2.4 Other variants of spatial omics data
Imaging-based proteomics, or more commonly called multiplexed imaging, represents a broad array of spatial detection technologies, the vast majority of which are antibody-based. Semba and Ishimoto (2024) categorize these antibody-based technologies into either “single-shot” (e.g. imaging mass cytometry; IMC) or “multicycle” (e.g. Lunaphore) imaging approaches. Single-shot refers to the set of, for example, heavy metal ions (representation protein presence), resulting from a laser ablation of a pre-stained sample. Multi-cycle approaches refer to sets of antibodies that are sequentially stained and stripped, with an imaging step in between at each cycle. Although technology variants are available, we mention a few specific approaches here. The two dominant single-shot spatial proteomics platforms are IMC and MIBIscope, with maximum pixel (or shot) resolution of 0.4 µm and 1 µm, respectively (Semba and Ishimoto 2024). Each platform can measure upwards of 40 channels (proteins).
Although the focus of the data analyses in this book will be primarily on gene and protein expression measurements in a spatial context, it is worth mentioning other modalities or data structures that are adjacent or emerging. We will not directly have data examples in the book, but some of the steps discussed in the chapters here may have applications to these other contexts.
Tissues are three-dimensional entities that are represented as 2D slices for many of the analyses conducted here. However, there will be various emerging datasets that have measurements made along a third dimension (Schott et al. 2024; Vickovic et al. 2022), whether this is directly measured (e.g. 3D imaging) or indirectly reconstructed from multiple per-slice measurements (Schott et al. 2025). In some cases, the analyses from this book with either still apply, or be applied successively on multiple slices.
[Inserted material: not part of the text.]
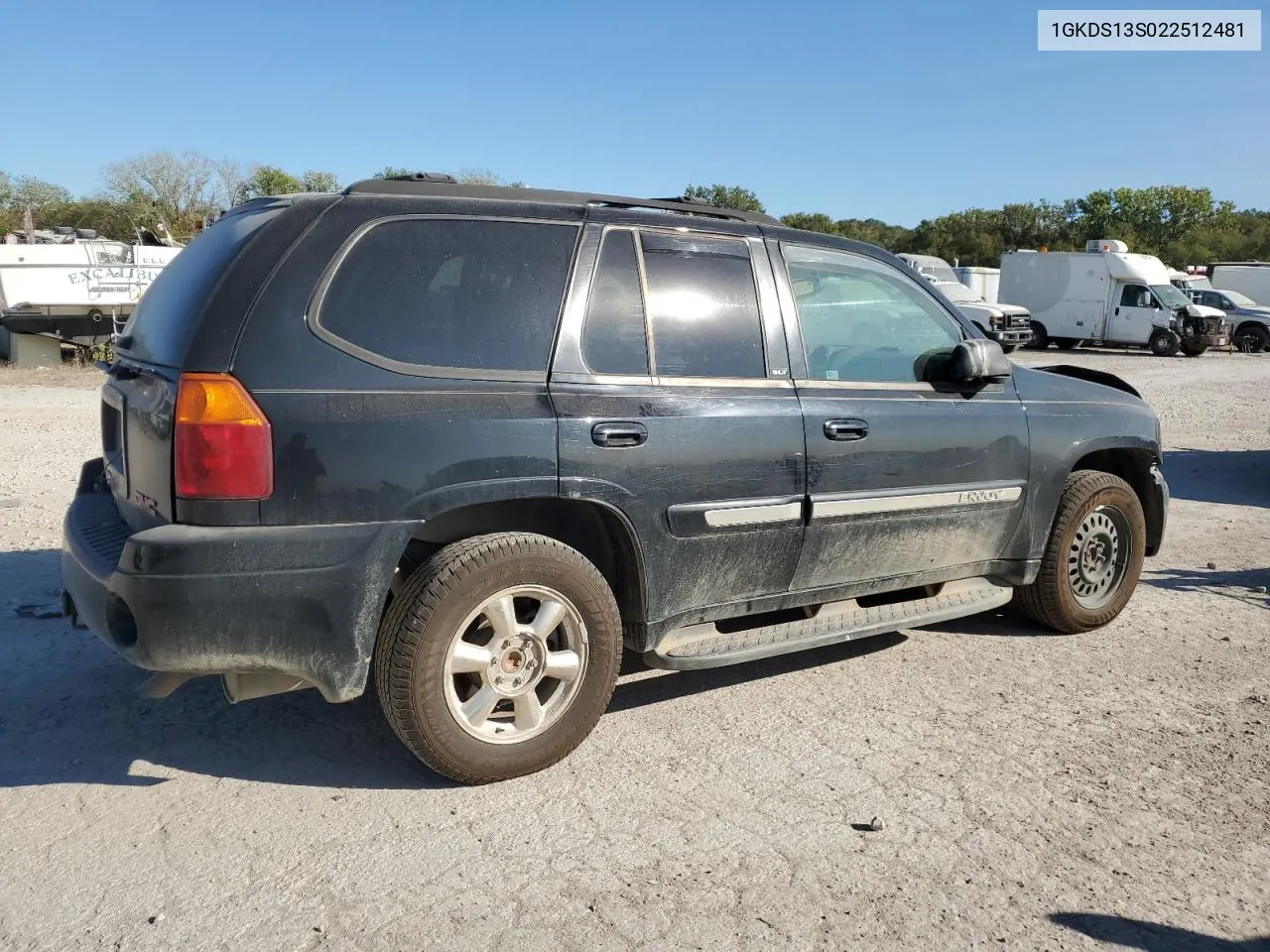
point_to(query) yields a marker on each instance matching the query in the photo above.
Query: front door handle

Multi-omics datasets (e.g. RNA expression + protein expression, or RNA expression + chomatin accessibility) that are collected in a spatial context are now emerging (e.g. (Liu et al. 2023; D. Zhang et al. 2023)). Epigenomic modalities, in particular, may require alternative preprocessing steps, but some of the analyses mentioned in the chapters here could be reused (e.g. clustering given a low-dimensional embedding) or adapted.
Another emerging modality within a spatial context is the measurement of metabolites, lipids, or proteins via mass spectrometry imaging (MSI), such as MALDI-MSI (H. Zhang et al. 2024); these assays are sometimes known as imaging mass spectrometry. MSI typically involves coating tissues with a matrix layer that promotes the ionization of analytes of interest (e.g. glycans; (Palomino and Muddiman 2024)). Integration of MSI with other spatial modalities (e.g. to reveal cell types) may be required.